My paternal grandmother was a pretty classic Jewish nana – she made rugelach and mandel bread to die for, knitted and crocheted up a storm; here’s the classic afghan she made for me before I went off to Brown:
Here she is, in the 30s, because I don’t have any photos of her with her cats’-eye glasses and her bouffant hair (or wig). What a babe:
So for me the word Nana evokes love, comfort food, and the incessant noodging to get my hair out of my face. I suspect there are a lot of others who get the same warm and fuzzy feelings from the word.
So why would you name your opening glass wall business “NanaWall”?
Their website doesn’t pay tribute to a beloved grandmother (and commits numerous acts of genericide, I might add), nor does it contain any other explanation for the name, which, while concededly not descriptive, leaves me scratching my head. No, not even a lifetime passion for the Darling family’s beloved dog would seem to be a logical explanation.

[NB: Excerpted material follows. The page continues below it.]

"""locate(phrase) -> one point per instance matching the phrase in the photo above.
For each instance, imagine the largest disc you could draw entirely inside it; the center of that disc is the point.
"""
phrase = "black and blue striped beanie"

Am I missing something? Oh well, since the NanaWall market appears primarily commercial, it’s nothing I need to worry about for my own purposes. So that leaves me to muse upon what my own NanaWall would be: shelves of rugelach and mandel bread, piles of multicolored afghans and sweaters – and a rack of beautiful vests just like the one worn by yours truly in this photo:
In short, my NanaWall is a wall of grandmotherly love.